THE GOVERNMENT is dangerously out of step with public opinion, as Fianna Fáil backbenchers told it yesterday. People want the Government to get on with it: to introduce a budget next week with €4 billion in real and measurable savings so that we can start believing in ourselves again. The idea that the public service could offer 12 unpaid leave days as their contribution towards economic recovery was rejected by the Fianna Fáil parliamentary party. These TDs live in the real world. They know that the promise of future productivity never materialised in the benchmarking days of Bertie Ahern; it has to be agreed now in 2010. The political conditioning has been done. The real world, apparently, a realistic world, miles away from Leinster House.
At a time when firmness and clarity were needed in reducing the State’s pay bill and establishing the foundations for economic recovery, Taoiseach Brian Cowen showed weakness and indecision. His behaviour has dismayed Fianna Fáil backbenchers; caused shock to the general public and set alarm bells ringing on financial markets.
Having insisted for months that €1.3 billion had to be cut from public pay and pensions in 2010 to stop the fiscal rot and to prevent any additional negative impact on welfare payments and other necessary services, the Taoiseach appeared to lose his nerve.

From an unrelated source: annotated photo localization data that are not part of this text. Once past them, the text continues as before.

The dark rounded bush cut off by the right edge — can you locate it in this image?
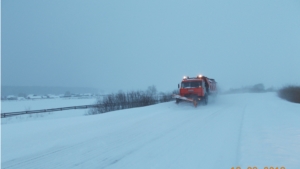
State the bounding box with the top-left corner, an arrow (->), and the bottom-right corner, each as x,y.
278,86 -> 300,103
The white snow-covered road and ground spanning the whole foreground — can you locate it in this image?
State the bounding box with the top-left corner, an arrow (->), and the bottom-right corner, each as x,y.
1,93 -> 300,169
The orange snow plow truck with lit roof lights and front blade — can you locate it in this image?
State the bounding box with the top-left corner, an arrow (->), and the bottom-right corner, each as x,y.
173,75 -> 217,107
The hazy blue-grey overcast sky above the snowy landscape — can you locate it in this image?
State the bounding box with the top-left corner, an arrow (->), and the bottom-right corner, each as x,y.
1,0 -> 300,91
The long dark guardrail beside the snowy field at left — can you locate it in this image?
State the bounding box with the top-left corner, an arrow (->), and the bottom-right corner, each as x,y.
1,104 -> 99,118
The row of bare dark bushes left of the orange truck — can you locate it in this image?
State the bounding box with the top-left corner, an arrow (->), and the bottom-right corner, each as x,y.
88,86 -> 178,115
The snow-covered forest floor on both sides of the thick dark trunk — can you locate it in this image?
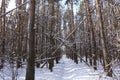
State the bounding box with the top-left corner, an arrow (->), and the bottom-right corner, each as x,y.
0,55 -> 113,80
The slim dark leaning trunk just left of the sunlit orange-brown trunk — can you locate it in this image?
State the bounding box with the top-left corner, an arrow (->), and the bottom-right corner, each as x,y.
86,0 -> 97,70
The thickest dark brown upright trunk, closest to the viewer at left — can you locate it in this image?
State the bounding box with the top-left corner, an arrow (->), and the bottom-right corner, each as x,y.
26,0 -> 35,80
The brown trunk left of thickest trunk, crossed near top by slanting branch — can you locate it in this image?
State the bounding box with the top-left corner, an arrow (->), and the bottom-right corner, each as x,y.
16,0 -> 22,68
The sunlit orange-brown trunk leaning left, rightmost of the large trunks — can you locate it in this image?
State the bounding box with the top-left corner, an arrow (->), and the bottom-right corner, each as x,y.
96,0 -> 112,76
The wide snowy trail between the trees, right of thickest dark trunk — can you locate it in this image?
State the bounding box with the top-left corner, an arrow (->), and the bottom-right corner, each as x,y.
35,55 -> 110,80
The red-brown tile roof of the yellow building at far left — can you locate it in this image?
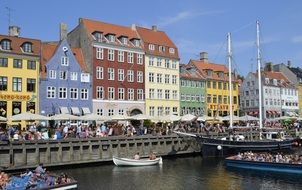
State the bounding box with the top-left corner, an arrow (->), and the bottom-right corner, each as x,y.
0,35 -> 41,56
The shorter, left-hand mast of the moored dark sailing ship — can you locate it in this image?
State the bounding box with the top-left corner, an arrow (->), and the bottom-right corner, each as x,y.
227,33 -> 233,128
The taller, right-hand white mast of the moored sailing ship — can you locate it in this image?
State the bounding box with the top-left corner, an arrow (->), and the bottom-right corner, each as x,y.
256,20 -> 263,129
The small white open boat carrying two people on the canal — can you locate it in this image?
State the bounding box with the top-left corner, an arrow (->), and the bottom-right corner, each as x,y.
113,157 -> 163,166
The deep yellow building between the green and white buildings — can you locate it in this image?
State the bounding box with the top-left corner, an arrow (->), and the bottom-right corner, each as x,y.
189,52 -> 239,117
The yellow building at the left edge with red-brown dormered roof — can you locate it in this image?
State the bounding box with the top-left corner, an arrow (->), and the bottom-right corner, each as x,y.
0,27 -> 41,128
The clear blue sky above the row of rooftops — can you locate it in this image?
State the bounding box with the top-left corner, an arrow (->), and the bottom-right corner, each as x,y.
0,0 -> 302,75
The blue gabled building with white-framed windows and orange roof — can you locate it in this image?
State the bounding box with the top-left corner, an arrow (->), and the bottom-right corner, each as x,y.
39,39 -> 92,115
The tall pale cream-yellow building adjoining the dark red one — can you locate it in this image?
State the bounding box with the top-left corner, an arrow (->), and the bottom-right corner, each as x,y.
136,26 -> 179,116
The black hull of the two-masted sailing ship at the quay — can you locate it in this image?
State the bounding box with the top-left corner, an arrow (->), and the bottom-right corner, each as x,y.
197,137 -> 294,157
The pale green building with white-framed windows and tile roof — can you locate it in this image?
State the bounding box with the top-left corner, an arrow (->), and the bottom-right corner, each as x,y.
180,65 -> 206,116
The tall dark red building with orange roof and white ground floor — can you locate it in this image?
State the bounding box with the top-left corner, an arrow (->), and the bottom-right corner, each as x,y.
68,19 -> 145,116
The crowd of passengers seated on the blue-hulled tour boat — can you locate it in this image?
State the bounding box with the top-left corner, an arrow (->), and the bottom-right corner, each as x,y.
235,151 -> 302,164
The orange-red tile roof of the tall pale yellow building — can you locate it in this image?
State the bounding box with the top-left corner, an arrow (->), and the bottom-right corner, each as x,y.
136,27 -> 179,59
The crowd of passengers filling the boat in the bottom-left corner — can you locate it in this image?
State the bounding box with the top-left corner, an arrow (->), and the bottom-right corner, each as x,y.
0,164 -> 72,189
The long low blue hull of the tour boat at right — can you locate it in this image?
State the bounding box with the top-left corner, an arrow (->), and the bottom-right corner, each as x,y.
225,156 -> 302,174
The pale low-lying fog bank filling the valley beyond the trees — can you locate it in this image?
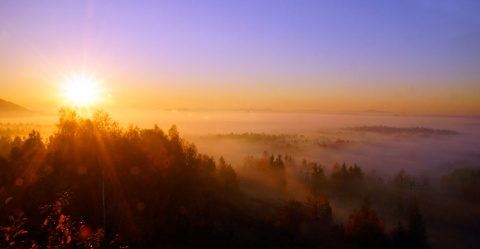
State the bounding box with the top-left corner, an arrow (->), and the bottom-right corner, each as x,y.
117,111 -> 480,177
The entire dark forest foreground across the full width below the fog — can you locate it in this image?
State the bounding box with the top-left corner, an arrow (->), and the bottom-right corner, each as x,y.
0,110 -> 480,248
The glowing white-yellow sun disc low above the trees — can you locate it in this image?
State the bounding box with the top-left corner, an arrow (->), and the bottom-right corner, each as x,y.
64,76 -> 100,107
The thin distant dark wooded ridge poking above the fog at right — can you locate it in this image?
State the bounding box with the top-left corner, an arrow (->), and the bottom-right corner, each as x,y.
348,125 -> 458,135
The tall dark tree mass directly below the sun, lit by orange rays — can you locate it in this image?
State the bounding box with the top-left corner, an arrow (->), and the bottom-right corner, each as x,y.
0,110 -> 241,248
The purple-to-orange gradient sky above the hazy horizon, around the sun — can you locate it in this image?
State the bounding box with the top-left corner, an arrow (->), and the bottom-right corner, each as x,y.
0,0 -> 480,115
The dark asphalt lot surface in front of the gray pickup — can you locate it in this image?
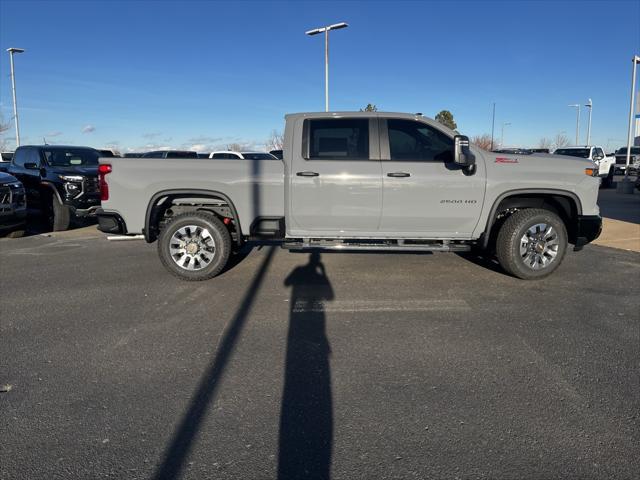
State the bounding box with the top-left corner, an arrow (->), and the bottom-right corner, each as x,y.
0,229 -> 640,480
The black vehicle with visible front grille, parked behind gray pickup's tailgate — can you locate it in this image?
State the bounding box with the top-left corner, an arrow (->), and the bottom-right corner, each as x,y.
9,145 -> 100,231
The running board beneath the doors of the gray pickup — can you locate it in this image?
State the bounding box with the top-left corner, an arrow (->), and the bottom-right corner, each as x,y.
282,239 -> 471,252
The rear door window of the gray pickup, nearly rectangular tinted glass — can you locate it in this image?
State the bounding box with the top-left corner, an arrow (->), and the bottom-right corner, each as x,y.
303,118 -> 369,160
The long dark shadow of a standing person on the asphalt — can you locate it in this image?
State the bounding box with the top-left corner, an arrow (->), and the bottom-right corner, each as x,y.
278,252 -> 334,480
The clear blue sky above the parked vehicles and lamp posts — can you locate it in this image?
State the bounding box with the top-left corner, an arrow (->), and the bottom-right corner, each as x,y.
0,0 -> 640,151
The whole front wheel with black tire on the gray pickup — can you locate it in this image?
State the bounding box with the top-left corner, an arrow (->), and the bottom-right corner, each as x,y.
496,208 -> 567,280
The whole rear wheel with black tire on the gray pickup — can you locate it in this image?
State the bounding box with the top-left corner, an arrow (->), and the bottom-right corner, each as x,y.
158,212 -> 231,281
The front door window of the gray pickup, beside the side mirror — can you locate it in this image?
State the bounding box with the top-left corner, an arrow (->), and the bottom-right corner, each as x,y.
387,119 -> 453,162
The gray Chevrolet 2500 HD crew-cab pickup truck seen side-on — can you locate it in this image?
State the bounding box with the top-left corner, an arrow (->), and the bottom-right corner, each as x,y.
97,112 -> 602,280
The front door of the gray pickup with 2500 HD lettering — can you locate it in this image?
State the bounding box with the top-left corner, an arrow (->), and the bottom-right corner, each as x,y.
380,118 -> 486,238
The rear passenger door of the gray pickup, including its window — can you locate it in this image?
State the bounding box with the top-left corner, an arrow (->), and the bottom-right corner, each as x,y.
287,117 -> 382,237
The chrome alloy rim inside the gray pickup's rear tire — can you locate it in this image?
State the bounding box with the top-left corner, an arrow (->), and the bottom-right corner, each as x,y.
169,225 -> 216,270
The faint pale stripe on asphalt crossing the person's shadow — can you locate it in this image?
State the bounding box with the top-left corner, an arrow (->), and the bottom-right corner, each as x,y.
293,300 -> 471,313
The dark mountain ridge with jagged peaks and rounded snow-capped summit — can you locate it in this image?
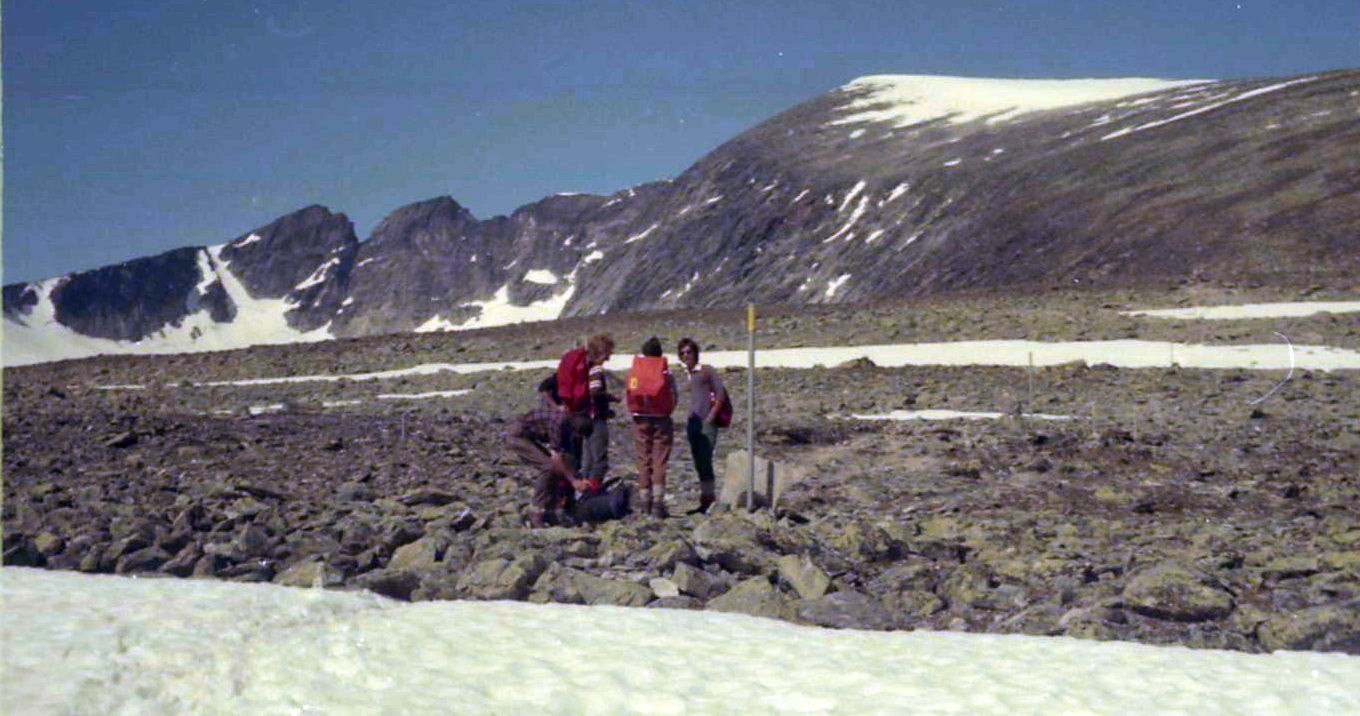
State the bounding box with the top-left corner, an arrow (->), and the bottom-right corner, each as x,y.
4,71 -> 1360,365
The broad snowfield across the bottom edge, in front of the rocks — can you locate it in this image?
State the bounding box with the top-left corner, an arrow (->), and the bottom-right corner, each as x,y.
0,568 -> 1360,715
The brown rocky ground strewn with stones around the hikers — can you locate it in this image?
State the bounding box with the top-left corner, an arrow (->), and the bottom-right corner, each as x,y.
3,289 -> 1360,653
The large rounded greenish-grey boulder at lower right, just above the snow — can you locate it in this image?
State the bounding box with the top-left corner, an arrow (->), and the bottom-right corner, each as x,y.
1123,562 -> 1234,622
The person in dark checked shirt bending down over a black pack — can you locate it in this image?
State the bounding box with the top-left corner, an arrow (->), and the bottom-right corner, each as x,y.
506,404 -> 590,527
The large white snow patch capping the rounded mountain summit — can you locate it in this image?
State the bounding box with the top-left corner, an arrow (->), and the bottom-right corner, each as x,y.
831,75 -> 1208,127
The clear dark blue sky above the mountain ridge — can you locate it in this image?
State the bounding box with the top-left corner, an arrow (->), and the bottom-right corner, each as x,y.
3,0 -> 1360,283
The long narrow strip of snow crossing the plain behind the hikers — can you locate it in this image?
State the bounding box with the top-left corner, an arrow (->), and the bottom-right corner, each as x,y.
194,340 -> 1360,388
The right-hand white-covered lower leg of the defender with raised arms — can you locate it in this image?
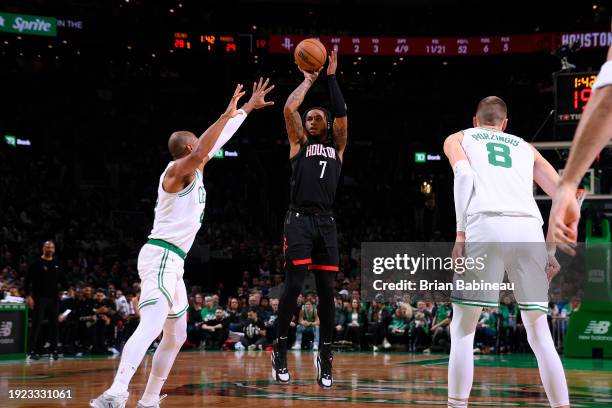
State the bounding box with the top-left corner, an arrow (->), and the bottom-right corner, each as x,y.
141,315 -> 187,405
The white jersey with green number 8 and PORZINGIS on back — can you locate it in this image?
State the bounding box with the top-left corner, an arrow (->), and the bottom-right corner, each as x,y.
461,128 -> 542,223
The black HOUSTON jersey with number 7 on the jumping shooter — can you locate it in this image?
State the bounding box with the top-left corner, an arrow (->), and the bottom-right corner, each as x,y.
289,139 -> 342,214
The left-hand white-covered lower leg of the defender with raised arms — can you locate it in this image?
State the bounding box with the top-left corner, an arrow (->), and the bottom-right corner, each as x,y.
108,299 -> 170,395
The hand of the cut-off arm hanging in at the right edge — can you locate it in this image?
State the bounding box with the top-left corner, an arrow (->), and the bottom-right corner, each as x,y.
548,183 -> 580,256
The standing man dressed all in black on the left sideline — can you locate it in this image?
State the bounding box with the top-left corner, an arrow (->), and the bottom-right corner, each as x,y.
24,241 -> 64,360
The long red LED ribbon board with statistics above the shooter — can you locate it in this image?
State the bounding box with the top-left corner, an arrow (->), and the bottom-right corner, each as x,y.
269,34 -> 551,56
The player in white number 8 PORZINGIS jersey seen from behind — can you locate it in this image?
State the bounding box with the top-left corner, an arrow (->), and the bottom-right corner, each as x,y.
444,96 -> 569,408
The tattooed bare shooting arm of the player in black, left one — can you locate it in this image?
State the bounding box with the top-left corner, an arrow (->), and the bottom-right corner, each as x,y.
283,67 -> 323,157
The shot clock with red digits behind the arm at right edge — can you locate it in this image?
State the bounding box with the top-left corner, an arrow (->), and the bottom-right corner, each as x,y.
555,72 -> 597,124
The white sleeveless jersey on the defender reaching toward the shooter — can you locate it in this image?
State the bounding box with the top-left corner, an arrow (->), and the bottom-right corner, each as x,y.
149,162 -> 206,253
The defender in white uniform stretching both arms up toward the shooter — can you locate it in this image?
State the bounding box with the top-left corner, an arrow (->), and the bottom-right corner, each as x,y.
90,78 -> 274,408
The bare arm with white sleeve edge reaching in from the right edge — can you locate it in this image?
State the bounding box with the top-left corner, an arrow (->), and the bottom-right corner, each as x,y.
548,47 -> 612,250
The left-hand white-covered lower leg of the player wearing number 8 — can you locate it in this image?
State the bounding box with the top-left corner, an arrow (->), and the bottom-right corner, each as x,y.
448,303 -> 482,407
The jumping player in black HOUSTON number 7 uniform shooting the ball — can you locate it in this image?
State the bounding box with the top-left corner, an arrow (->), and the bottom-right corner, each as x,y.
272,52 -> 348,388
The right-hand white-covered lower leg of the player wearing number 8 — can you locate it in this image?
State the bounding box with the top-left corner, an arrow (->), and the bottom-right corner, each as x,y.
521,310 -> 569,407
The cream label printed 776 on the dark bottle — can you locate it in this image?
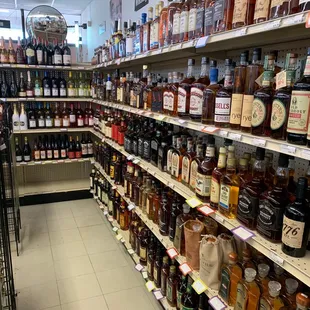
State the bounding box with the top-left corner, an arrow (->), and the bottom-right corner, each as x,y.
282,215 -> 305,249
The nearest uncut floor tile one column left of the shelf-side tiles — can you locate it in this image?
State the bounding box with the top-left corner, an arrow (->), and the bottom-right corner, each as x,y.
58,274 -> 102,304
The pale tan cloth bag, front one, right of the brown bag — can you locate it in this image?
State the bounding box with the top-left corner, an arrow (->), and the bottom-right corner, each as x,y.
199,235 -> 223,290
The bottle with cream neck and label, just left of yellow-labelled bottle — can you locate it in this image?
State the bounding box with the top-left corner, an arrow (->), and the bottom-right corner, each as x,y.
210,147 -> 226,210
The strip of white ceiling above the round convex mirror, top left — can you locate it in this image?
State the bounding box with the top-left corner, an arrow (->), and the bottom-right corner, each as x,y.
0,0 -> 92,16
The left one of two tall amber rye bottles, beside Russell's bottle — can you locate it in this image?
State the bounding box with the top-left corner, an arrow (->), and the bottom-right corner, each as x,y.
230,52 -> 248,130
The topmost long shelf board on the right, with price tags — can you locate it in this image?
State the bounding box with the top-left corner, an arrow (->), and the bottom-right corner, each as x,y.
90,12 -> 309,70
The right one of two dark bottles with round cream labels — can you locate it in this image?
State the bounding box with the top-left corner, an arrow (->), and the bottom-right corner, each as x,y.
270,53 -> 297,140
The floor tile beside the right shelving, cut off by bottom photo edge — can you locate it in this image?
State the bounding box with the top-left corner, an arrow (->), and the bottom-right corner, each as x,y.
104,287 -> 154,310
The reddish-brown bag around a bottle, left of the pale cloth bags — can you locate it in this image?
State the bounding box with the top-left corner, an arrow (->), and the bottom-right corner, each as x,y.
184,220 -> 204,270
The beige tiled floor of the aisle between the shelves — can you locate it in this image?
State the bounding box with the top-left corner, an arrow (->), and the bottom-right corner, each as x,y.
12,199 -> 161,310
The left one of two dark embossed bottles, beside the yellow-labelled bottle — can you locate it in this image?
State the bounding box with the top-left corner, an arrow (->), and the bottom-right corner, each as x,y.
237,147 -> 266,229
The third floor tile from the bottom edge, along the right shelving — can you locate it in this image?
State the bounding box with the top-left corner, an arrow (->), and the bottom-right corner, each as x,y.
89,250 -> 128,272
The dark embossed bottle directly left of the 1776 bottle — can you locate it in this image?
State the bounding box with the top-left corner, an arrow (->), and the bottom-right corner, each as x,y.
256,154 -> 289,242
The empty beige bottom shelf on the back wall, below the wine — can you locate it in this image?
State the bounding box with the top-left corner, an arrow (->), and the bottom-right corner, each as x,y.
19,179 -> 89,197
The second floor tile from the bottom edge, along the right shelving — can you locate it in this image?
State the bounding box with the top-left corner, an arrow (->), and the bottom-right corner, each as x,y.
96,266 -> 142,294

Threatened by a one-day public sector strike, the Cabinet agreed to consider a system of unpaid leave days as an alternative to pay cuts, even though this approach had no prospect of delivering the necessary permanent savings.
The central fault that bedevils Government strategy – concentration on short-term political objectives in their own backyard – has struck again. All the focus has been on the savings that have to be made in 2010, when a four-year retrenchment programme should be prepared and published. But, having announced a cut of €4 billion in public spending for next year, the Cabinet must now deliver. And no matter how “creative” an idea of 12 unpaid leave days might be, it is ripe for challenge by frontline public sector workers. Once an exception is allowed, projected savings will disappear. That is why estimates of its impact range from €300 million to €800 million. The shortfall between what the Government needs and the trade unions have offered is considerable. And the gap may be unbridgeable in view of the Taoiseach’s recent assertion that any savings in pay must be “permanent”.
The difficulties facing the Taoiseach are immense. Relations with the social partners have been damaged and he has forfeited the confidence of members of his own party. Even now, as talks continue at Government Buildings, the budget task may be so formidable that the public service unions cannot sign up to it. The partnership model may not work at a time of crisis. It may be too much to ask the public service unions to agree to €1.3 billion in cuts involving pay, pensions, leave days and whatever else. It is a time for the Government to lead public opinion in the national interest: but that leadership, sadly, is lacking.